Decoding AES Internals: A Byte-by-Byte Overview of SubBytes, MixColumns, and the Key Schedule
Welcome to an in-depth technical walkthrough of the Advanced Encryption Standard (AES) internals. Developed by the team at Newsoftwares.net, this article’s specific purpose is to demystify the core operations that make AES the global standard for data protection, security, and privacy. By tracing a block of data through the AES state, we will show how the cipher achieves its robust structure. Understanding these mechanisms specifically the SubBytes, MixColumns, rounds, and the key schedule—will provide you with the confidence to review low-level code, understand implementation choices, and verify correctness against official test vectors.
Gap
Most AES internals overviews either drown you in algebra or oversimplify with vague metaphors. They rarely walk byte by byte through SubBytes, MixColumns, rounds, and the key schedule in a way you can actually map to code, test vectors, and real error messages. They also skip the “what should I see on screen” checks that tell you if your understanding or implementation is correct.
Direct Answer
If you strip AES down to its core, it does three things again and again:
- It keeps a 4 by 4 grid of bytes called the state.

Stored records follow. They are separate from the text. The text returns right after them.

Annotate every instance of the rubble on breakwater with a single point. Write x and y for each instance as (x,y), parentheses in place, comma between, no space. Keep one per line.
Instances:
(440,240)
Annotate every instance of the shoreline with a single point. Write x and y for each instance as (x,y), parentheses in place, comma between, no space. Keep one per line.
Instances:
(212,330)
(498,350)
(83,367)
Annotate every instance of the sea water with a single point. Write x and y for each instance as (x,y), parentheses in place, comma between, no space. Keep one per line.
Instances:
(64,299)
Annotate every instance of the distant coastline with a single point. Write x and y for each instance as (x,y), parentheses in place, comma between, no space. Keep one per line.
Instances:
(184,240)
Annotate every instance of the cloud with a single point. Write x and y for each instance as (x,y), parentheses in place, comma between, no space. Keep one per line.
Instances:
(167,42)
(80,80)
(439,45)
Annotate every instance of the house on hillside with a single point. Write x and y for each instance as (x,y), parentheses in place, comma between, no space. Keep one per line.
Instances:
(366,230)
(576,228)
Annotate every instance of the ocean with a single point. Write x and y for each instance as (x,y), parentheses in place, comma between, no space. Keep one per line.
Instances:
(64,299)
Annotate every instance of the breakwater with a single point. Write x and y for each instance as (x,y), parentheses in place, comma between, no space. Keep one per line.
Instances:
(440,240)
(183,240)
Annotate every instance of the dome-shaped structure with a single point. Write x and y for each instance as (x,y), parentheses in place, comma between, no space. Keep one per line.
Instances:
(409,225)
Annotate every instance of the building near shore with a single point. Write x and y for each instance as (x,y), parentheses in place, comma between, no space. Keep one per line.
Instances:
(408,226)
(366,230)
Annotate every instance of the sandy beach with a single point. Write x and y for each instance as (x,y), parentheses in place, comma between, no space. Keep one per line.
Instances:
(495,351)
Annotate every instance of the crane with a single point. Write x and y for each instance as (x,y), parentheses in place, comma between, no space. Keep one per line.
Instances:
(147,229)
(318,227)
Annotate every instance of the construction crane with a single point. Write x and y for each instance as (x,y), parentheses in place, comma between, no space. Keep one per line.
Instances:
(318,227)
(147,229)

- Each full round runs SubBytes, ShiftRows, MixColumns, then AddRoundKey on that state.
- A key schedule stretches your original key into a different 128 bit round key for every round.
SubBytes is a lookup table change on each byte. MixColumns is a small matrix multiply on each column inside a special finite field. The key schedule reuses the same S box and a set of round constants to create fresh round keys so each round sees a different mask.
If you can follow those pieces, you can read almost any AES diagram, codebase, or timing chart without guessing.
Key Outcome
By the end of this overview you will be able to:
- Look at AES code and point at SubBytes, MixColumns, rounds, and key schedule.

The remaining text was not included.